The show was produced by Channel X Productions, who had previously produced the animated series Popetown for BBC Three in 2005. Popetown had been met with international controversy prior to its broadcast, so was never aired by BBC Three. According to Berry, this led to the commissioning of Snuff Box, as BBC Three owed Channel X Productions a favour.

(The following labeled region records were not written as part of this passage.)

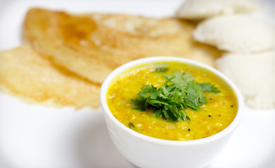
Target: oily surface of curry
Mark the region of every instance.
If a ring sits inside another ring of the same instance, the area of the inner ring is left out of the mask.
[[[169,70],[155,71],[163,66]],[[168,122],[165,118],[154,117],[151,109],[141,112],[133,109],[130,99],[137,97],[141,87],[149,84],[160,88],[167,80],[162,76],[174,71],[191,74],[196,82],[211,83],[221,92],[204,92],[207,104],[200,106],[201,110],[185,109],[191,120]],[[238,109],[235,93],[222,80],[208,70],[174,62],[139,66],[124,72],[109,87],[107,104],[114,116],[127,127],[132,123],[132,130],[141,134],[176,141],[202,139],[221,132],[233,121]]]

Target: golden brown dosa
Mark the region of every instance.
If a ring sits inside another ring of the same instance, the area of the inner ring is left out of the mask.
[[[28,45],[0,52],[0,86],[36,102],[99,106],[100,86],[53,64]]]
[[[214,66],[220,52],[193,42],[194,27],[176,18],[70,15],[32,8],[25,20],[24,35],[56,64],[102,83],[118,66],[145,57],[181,57]]]

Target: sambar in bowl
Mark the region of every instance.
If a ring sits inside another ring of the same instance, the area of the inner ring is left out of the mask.
[[[215,158],[241,120],[236,87],[191,60],[137,59],[112,72],[101,90],[110,137],[140,167],[202,167]]]

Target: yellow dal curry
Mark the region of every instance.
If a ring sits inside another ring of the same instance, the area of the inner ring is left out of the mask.
[[[168,71],[155,71],[156,67],[164,66],[168,67]],[[154,117],[151,109],[133,109],[130,100],[137,97],[141,87],[149,84],[160,88],[167,80],[163,75],[172,75],[174,71],[191,74],[196,82],[211,83],[221,92],[205,92],[207,104],[200,106],[201,110],[184,109],[190,120],[169,122],[165,118]],[[235,93],[224,81],[208,70],[176,62],[143,64],[123,73],[109,87],[107,104],[114,116],[127,127],[132,123],[133,130],[141,134],[176,141],[202,139],[221,132],[233,121],[238,109]]]

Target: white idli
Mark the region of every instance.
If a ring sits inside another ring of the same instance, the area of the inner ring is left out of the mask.
[[[248,55],[228,53],[216,63],[217,69],[240,89],[249,107],[275,108],[275,51]]]
[[[259,3],[251,0],[186,0],[177,15],[185,19],[197,20],[224,14],[250,13],[259,7]]]
[[[274,27],[242,15],[207,20],[197,26],[193,35],[195,41],[231,52],[257,52],[275,47]]]

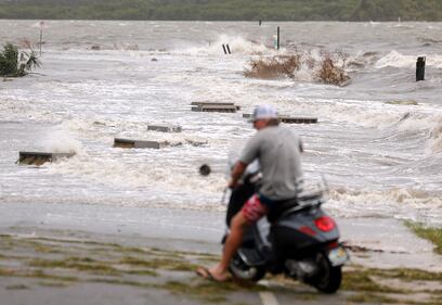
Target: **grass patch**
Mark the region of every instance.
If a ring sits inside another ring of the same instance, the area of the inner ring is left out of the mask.
[[[86,262],[82,259],[89,258],[76,258],[69,257],[66,259],[32,259],[29,263],[29,266],[32,267],[40,267],[40,268],[63,268],[63,269],[75,269],[78,271],[90,271],[90,272],[99,272],[105,274],[108,276],[118,276],[120,272],[115,269],[113,266],[105,265],[103,263],[99,263],[95,260]]]
[[[191,285],[185,282],[169,281],[161,288],[178,294],[190,295],[210,303],[225,302],[225,294],[229,291],[237,290],[237,285],[232,283],[211,283],[205,282],[197,285]]]
[[[244,76],[262,79],[288,77],[297,79],[298,72],[309,71],[313,81],[328,85],[344,85],[350,80],[346,72],[348,55],[343,52],[323,52],[321,58],[309,52],[296,51],[287,55],[252,59]]]
[[[403,291],[378,284],[369,277],[370,275],[375,276],[369,269],[344,271],[341,289],[364,292],[403,293]]]
[[[434,252],[442,254],[442,228],[427,227],[422,224],[412,221],[405,221],[405,226],[412,229],[412,231],[419,238],[432,242],[435,245]]]
[[[120,264],[141,266],[152,269],[164,269],[173,271],[193,271],[196,265],[190,264],[185,260],[169,259],[169,258],[154,258],[154,259],[142,259],[131,256],[126,256],[121,258]]]
[[[29,289],[29,287],[23,283],[6,285],[6,290],[26,290],[26,289]]]
[[[384,278],[394,278],[403,281],[442,281],[442,274],[430,272],[419,269],[394,268],[394,269],[370,269],[372,275]]]
[[[403,304],[398,300],[374,293],[351,295],[347,297],[347,301],[353,303],[372,303],[372,304],[396,304],[396,303]]]

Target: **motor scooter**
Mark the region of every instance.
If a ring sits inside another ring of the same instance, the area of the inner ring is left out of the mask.
[[[232,217],[258,191],[259,175],[248,174],[244,182],[232,190],[227,228]],[[322,209],[324,203],[324,190],[303,192],[277,202],[277,207],[266,217],[247,228],[230,263],[232,275],[242,280],[259,281],[266,272],[284,274],[323,293],[335,293],[341,284],[341,268],[350,257],[339,242],[335,220]],[[222,243],[227,234],[229,229]]]

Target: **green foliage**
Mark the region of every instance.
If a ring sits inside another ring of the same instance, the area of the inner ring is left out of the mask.
[[[23,52],[23,63],[18,62],[18,48],[12,43],[3,46],[0,52],[0,76],[25,76],[32,68],[40,66],[40,61],[34,51]]]
[[[441,21],[440,0],[21,0],[0,18],[169,21]]]

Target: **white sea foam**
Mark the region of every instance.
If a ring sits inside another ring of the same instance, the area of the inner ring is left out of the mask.
[[[64,128],[54,128],[39,142],[46,151],[52,153],[83,153],[80,141]]]
[[[275,54],[276,50],[272,47],[265,46],[263,42],[250,41],[240,36],[231,36],[226,34],[220,35],[214,41],[209,41],[208,46],[187,47],[176,50],[176,52],[184,52],[187,54],[223,54],[222,45],[229,48],[232,54]]]
[[[426,61],[427,66],[434,66],[435,68],[442,68],[442,55],[429,54],[426,58],[427,58],[427,61]],[[381,58],[375,64],[375,67],[384,68],[384,67],[392,66],[392,67],[413,68],[416,66],[416,59],[417,59],[416,55],[404,55],[398,51],[391,51],[389,54]]]
[[[413,208],[442,207],[442,198],[438,193],[429,193],[418,189],[391,188],[387,190],[348,189],[344,187],[330,189],[330,200],[356,205],[408,205]]]

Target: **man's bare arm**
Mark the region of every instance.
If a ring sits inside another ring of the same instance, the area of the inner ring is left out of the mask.
[[[238,161],[233,167],[231,180],[229,182],[229,188],[234,188],[238,183],[239,178],[243,176],[244,171],[247,168],[247,164]]]

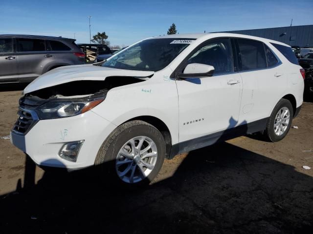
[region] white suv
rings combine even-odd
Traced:
[[[278,41],[149,38],[33,81],[12,141],[41,166],[97,165],[122,184],[145,183],[179,153],[259,131],[283,139],[302,103],[303,77],[291,48]]]

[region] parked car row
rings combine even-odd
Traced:
[[[75,40],[61,37],[0,35],[0,83],[29,82],[57,67],[101,61],[113,55],[106,45],[76,44]]]
[[[118,52],[119,52],[121,50],[124,50],[125,48],[127,48],[127,46],[126,46],[125,47],[122,48],[121,49],[120,49],[119,50],[116,50],[116,51],[115,51],[114,52],[113,52],[112,54],[106,54],[106,55],[99,55],[99,56],[97,56],[95,62],[102,62],[102,61],[104,61],[104,60],[105,60],[106,59],[107,59],[109,58],[112,57],[112,56],[113,56],[113,55],[117,54]]]
[[[304,94],[313,94],[313,52],[309,52],[303,58],[298,59],[299,64],[305,70]]]
[[[88,63],[96,62],[98,56],[112,56],[113,53],[109,46],[102,44],[77,44],[77,45],[86,55],[85,62]]]
[[[0,35],[0,83],[30,82],[62,66],[84,63],[75,39],[29,35]]]

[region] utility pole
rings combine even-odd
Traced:
[[[292,39],[292,20],[293,19],[291,19],[291,22],[290,23],[290,38],[289,38],[289,45],[291,45],[291,40]]]
[[[91,43],[91,31],[90,30],[90,19],[92,18],[92,16],[89,16],[88,17],[89,19],[89,41],[90,43]]]

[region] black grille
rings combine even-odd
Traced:
[[[30,113],[23,110],[19,110],[18,116],[19,117],[15,122],[13,130],[25,134],[33,124],[34,120]]]

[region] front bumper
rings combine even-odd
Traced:
[[[26,135],[11,132],[12,144],[40,166],[74,169],[94,164],[103,141],[116,126],[89,111],[78,116],[39,121]],[[85,140],[76,162],[61,158],[62,146]]]

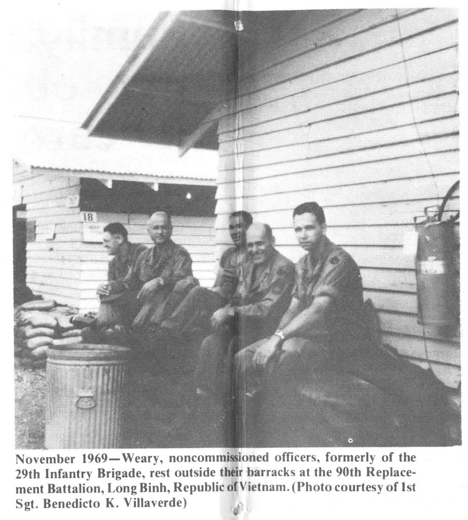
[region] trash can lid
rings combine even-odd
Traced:
[[[48,359],[96,359],[109,361],[127,359],[131,349],[118,345],[73,343],[53,345],[48,349]]]

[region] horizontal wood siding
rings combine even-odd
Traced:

In addition, BBC Three was looking for a new sketch show to replace Little Britain, which had been moved to BBC One for its final series.

== Reception ==
The Guardian described the show as "fantastically dark and cynical".

== DVD release ==
The DVD was released on 16 June 2008.

On 11 October 2011, Severin Films released the series on DVD with a bonus CD of music and other exclusive extra features in the North American market.

==Episodes==
This list is ordered by the original air dates on BBC Three in the United Kingdom.

| No. | Title | Original release date |
| 1 | "Rich's Mother" | 27 February 2006 |
The identity of Rich's mother is a closely guarded secret, but Matt is determined to find out the truth for his own financial gain.
| 2 | "Matt's Diary" | 6 March 2006 |
Rich sets out to humiliate Matt by reading extracts from his diary aloud, in front of the other club members – but retribution is not far away.
| 3 | "Punchline" | 13 March 2006 |
Matt is furious that Rich keeps ruining the punchlines of his jokes – especially as he keeps his friend supplied with whisky and women.
| 4 | "Oh Brothers" | 20 March 2006 |
Matt and Rich must decide where their loyalties lie when their two brothers pay an unwelcome visit to London and stir up trouble.
| 5 | "Love Triangle" | 27 March 2006 |
Tension brews in the strange world of the horrible hangmen, as a beautiful woman causes all kinds of jealous feelings to rise to the fore – and Matt reverts to his devilish ways.
| 6 | "The Wedding" | 3 April 2006 |
Rich plans to tie the knot, finally escaping Matt's clutches and leading a life of his own. However, his fellow hangman is determined to keep him in the gentleman's club, whatever it takes.

==Music==
The Snuff Box theme is used repeatedly throughout the series. Matt Berry composed the music, both themes and incidental. He sang most of the vocal parts and played most of the instruments. He recorded the theme tune in his flat. English composer Tony Hatch advised Berry on the brass sections.

The film Dredd featured the Snuff Box theme in a few scenes.